Ia menekankan pentingnya semangat kebangkitan dalam menghadapi tantangan global.
“Hari-hari ini kita berhadapan pada realitas kemajuan teknologi yang melesat cepat. Kita telah memilih bukan hanya ikut-serta, tetapi menjadi pemain penting untuk menggapai dunia,” ujar Ronny.
Ia menggarisbawahi bahwa saat ini Indonesia berada dalam fase kebangkitan kedua, di mana teknologi digital menjadi pendorong utama transformasi sosial dan ekonomi.
Ronny menekankan bahwa dengan kemajuan teknologi yang tak terelakkan, Indonesia harus memanfaatkan peluang ini untuk mencapai visi “Indonesia Emas 2045”.
Teknologi digital disebut sebagai alat krusial untuk keluar dari middle-income trap dan mendorong Indonesia menjadi negara maju.

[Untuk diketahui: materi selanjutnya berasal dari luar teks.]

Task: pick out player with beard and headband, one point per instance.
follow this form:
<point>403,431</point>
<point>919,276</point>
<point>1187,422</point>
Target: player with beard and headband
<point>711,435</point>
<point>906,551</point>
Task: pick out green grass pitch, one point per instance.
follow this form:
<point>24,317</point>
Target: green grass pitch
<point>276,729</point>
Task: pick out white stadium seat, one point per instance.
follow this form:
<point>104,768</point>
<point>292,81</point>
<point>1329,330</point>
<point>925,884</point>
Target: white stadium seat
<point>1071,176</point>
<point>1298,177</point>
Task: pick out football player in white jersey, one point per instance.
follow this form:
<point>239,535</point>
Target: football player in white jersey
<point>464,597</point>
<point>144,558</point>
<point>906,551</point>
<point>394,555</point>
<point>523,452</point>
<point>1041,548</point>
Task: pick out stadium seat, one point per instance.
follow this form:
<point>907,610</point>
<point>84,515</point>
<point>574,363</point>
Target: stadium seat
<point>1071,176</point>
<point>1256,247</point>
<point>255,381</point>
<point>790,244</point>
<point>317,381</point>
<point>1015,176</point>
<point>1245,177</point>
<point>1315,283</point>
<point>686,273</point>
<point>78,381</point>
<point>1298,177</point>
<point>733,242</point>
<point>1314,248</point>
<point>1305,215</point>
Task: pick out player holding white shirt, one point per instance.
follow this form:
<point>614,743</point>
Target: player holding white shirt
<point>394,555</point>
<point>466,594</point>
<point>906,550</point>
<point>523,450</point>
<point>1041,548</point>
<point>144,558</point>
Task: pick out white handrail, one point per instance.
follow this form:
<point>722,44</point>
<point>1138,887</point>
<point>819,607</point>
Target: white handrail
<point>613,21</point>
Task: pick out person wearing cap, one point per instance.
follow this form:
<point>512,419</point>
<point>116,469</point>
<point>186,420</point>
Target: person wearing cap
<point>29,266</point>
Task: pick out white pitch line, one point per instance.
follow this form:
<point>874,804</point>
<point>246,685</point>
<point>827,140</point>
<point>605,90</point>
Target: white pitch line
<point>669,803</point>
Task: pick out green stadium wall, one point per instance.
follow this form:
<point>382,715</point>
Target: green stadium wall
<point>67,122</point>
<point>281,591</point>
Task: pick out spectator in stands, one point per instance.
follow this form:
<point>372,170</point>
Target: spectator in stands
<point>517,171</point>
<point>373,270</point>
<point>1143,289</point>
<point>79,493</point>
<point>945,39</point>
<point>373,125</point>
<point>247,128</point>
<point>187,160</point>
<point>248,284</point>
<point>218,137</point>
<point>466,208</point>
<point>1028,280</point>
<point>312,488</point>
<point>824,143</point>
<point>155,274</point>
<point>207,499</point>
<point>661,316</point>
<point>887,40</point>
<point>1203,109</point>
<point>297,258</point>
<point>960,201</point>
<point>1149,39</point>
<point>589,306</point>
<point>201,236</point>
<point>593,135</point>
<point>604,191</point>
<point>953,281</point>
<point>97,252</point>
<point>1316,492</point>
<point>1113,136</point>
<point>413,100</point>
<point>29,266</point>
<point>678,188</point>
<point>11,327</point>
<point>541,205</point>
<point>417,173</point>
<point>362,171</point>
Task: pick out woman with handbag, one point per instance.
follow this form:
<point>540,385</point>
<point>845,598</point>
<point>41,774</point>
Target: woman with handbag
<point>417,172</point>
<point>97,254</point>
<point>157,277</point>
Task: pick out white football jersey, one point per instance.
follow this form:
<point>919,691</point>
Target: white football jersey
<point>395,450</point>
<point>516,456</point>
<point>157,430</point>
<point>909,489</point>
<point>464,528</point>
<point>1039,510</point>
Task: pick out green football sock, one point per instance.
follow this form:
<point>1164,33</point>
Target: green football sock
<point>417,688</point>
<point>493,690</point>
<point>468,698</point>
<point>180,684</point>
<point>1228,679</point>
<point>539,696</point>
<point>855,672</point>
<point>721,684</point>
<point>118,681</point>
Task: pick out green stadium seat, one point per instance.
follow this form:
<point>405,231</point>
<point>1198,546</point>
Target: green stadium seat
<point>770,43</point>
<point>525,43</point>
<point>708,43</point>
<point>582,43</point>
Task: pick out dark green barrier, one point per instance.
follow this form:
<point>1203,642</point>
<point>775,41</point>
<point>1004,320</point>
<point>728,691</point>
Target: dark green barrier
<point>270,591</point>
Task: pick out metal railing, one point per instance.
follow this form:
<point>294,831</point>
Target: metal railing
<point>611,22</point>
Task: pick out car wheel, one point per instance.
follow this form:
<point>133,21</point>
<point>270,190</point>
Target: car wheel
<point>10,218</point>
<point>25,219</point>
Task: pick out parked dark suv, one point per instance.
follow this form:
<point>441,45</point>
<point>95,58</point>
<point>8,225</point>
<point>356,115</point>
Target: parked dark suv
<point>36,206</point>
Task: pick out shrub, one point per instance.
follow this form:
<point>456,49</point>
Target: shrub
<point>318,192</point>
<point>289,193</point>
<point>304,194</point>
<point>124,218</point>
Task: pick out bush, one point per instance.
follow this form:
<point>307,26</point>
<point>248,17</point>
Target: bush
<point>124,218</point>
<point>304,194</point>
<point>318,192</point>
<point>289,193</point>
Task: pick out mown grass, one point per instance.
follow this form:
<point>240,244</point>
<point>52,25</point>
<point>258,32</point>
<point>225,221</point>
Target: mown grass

“Kemajuan teknologi telah menghampiri kehidupan kita sehari-hari dan menjadi bagian dari peradaban kita hari ini. Inovasi teknologi digital bertumbuh setiap hari, dan kecepatannya bak lompatan kuantum,” tambah Ronny.
Data menunjukkan, dengan tingkat penetrasi internet yang mencapai 79,5% dari total populasi. Indonesia berada pada jalur yang tepat untuk memanfaatkan bonus demografi dan mencapai pertumbuhan ekonomi.
“Bonus demografi ini justru modal kita untuk mencapai Indonesia emas sesuai arahan dari Menkominfo RI,” tandasnya.
Upacara kali ini mengusung tema “Bangkit untuk Indonesia Emas”, sejalan dengan visi besar bangsa menuju tahun 2045.